After World War II Weik became involved in the movement for a world government. She served as chairman of the Federalist Forum, a series of public meetings held in New York City in 1950 to discuss world problems and the means of creating a world government, and was involved in several world government organizations, including the International Registry of World Citizens. The Registry was an attempt to promote cooperation among nations by registering individuals of various countries as "world citizens." Around 1954 Weik organized the American Federation of World Citizens, the purpose of which was to develop citizen awareness and understanding of world affairs by encouraging the establishment of study and action groups in local communities. The Federation also worked for an end to the nuclear arms race and a ban on atomic industries and power plants, and urged that the United Nations be strengthened so that it could effectively maintain the peace.
Weik's interests in the 1950's extended to the problems of civil liberties and civil rights. She did research on right-wing organizations and wrote an article entitled "Shadow Over America," which described the system of federal detention camps being kept in readiness for "potential spies and subversives" in the event of national emergency.

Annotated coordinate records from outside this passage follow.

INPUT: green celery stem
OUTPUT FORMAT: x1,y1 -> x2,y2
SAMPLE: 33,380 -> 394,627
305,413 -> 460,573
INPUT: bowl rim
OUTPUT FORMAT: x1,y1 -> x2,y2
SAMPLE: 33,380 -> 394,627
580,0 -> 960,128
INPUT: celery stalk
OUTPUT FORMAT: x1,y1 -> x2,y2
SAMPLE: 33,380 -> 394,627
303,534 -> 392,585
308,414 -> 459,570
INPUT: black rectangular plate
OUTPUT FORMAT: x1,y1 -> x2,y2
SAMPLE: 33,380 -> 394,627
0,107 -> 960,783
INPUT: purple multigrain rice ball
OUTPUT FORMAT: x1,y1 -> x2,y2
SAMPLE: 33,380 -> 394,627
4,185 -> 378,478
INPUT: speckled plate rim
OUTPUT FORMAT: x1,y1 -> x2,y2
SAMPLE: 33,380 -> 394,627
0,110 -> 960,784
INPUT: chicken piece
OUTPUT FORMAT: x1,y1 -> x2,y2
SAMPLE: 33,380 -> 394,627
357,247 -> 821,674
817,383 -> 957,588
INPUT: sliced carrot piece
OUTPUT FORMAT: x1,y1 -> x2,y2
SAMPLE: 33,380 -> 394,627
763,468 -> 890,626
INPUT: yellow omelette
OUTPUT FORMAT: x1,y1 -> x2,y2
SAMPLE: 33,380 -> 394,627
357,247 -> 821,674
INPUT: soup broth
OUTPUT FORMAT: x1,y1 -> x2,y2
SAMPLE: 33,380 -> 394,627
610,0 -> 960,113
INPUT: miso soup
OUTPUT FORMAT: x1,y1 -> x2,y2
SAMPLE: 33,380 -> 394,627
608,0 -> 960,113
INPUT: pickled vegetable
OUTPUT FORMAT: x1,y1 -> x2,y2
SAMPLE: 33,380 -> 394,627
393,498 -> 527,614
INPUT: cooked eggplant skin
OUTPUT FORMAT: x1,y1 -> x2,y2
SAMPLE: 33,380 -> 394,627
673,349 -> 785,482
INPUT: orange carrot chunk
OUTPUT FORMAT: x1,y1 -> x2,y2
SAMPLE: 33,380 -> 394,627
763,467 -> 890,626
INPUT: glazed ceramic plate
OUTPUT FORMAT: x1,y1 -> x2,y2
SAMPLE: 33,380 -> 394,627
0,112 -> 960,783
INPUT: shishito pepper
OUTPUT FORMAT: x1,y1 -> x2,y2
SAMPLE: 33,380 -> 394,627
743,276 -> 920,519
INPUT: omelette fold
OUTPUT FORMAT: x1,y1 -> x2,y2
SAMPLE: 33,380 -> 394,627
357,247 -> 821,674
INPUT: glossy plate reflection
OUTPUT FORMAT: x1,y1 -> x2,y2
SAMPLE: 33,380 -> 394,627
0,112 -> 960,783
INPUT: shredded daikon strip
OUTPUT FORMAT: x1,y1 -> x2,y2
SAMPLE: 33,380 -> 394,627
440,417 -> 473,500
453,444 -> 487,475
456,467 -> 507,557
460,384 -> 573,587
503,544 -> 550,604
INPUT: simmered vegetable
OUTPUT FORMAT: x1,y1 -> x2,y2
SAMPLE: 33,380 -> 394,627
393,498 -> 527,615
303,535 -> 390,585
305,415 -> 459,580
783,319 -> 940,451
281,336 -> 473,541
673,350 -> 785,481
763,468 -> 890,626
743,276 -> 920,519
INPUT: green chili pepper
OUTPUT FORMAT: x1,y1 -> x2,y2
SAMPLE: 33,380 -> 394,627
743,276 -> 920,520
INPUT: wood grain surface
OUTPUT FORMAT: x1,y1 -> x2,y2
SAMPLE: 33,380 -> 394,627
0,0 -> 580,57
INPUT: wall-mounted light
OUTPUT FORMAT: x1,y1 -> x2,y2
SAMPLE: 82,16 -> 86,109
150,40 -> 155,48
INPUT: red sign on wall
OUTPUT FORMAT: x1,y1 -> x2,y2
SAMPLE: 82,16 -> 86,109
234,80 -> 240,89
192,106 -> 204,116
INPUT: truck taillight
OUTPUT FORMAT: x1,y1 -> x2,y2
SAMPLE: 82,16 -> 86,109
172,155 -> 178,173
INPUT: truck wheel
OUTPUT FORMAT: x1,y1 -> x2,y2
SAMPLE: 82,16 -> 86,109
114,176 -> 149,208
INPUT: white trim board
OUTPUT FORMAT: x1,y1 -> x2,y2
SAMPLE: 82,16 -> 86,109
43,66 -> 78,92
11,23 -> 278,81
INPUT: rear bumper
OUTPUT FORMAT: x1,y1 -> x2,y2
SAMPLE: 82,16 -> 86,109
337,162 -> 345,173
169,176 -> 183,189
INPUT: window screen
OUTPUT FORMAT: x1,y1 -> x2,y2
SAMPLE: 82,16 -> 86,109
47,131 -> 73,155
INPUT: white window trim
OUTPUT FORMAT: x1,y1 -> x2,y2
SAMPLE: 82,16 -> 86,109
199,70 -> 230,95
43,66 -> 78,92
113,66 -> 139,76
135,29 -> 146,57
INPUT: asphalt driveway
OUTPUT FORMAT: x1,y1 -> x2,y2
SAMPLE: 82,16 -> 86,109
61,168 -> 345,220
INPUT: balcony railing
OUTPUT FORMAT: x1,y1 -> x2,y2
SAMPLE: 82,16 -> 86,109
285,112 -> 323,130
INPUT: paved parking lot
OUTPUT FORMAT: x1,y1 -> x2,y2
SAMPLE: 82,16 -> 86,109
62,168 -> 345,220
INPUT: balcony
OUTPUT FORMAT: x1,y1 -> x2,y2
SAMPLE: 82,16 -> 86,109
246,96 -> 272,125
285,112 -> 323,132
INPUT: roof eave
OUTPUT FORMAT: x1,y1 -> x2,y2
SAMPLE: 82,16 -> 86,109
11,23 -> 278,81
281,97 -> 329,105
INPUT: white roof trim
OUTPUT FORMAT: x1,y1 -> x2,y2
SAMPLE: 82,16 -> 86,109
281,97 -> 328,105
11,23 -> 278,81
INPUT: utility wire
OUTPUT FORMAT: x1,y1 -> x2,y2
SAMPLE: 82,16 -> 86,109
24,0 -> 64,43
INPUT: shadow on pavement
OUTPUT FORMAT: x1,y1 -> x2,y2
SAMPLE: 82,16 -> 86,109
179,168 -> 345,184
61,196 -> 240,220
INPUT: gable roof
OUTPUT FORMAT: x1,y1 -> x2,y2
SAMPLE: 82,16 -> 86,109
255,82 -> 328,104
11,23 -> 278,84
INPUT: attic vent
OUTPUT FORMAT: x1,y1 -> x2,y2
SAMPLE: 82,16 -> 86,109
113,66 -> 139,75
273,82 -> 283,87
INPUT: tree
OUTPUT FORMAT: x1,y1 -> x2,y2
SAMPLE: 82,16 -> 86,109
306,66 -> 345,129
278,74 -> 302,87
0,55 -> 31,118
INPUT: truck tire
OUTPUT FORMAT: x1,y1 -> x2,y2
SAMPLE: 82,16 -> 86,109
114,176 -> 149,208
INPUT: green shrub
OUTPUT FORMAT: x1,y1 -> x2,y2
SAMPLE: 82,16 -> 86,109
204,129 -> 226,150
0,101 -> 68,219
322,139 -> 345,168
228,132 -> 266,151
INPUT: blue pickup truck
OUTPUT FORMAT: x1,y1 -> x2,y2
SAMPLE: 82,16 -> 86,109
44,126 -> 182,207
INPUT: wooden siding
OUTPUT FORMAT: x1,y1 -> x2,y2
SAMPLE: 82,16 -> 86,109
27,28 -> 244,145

Weik moved to Cincinnati in 1951 to live with her son John, who was attending graduate school there. While living in Cincinnati Weik became involved in the Avondale Community Council, a citizens' organization concerned with improving the neighborhood, and the Lytle Park North Association, which was formed to preserve a group of historic residences threatened by the construction of a freeway.
In the early 1960's Weik became increasingly concerned about the development of nuclear power and the threat it posed to human health and safety. In 1962 she helped organize and served as chairman of the Women's Committee to Stop the Ravenswood Reactor, which fought against a proposed nuclear power plant in New York City. After Consolidated Edison decided not to build the Ravenswood reactor, Weik reorganized the committee as the Committee to End Radiological Hazards, a non-partisan committee of private citizens concerned about the problems associated with nuclear energy.
The Committee to End Radiological Hazards was essentially a one-woman operation which had as its primary goal the dissemination of information about nuclear hazards and antinuclear activities. Weik edited a monthly newsletter, Window on the World, and wrote a series of articles on various aspects of the nuclear power question. In addition to her writing, Weik was involved in the fight to stop construction of nuclear power plants at Indian Point and West Valley, New York, and in the 1970's served as a citizen intervenor in the Atomic Energy Commission hearings to determine whether Columbia University should be granted a license to build and operate a nuclear research reactor on campus. Weik was active in the antinuclear movement until her death in 1979, corresponding with other activists in the United States and abroad and making a number of trips in the United States, Canada, and Europe to publicize the dangers of nuclear power.
Mary Weik was the author of The Jazz Man (1966), a children's book illustrated by her daughter Ann Grifalconi that won a Newbery award. She also wrote The House on Liberty Street(1973), a story of German immigrants in the Midwest based on her grandfather's experiences.
Weik married Joseph Grifalconi in 1925. They divorced in 1934. They had two children, John Grifalconi, born in 1927, and Ann Grifalconi, born in 1929.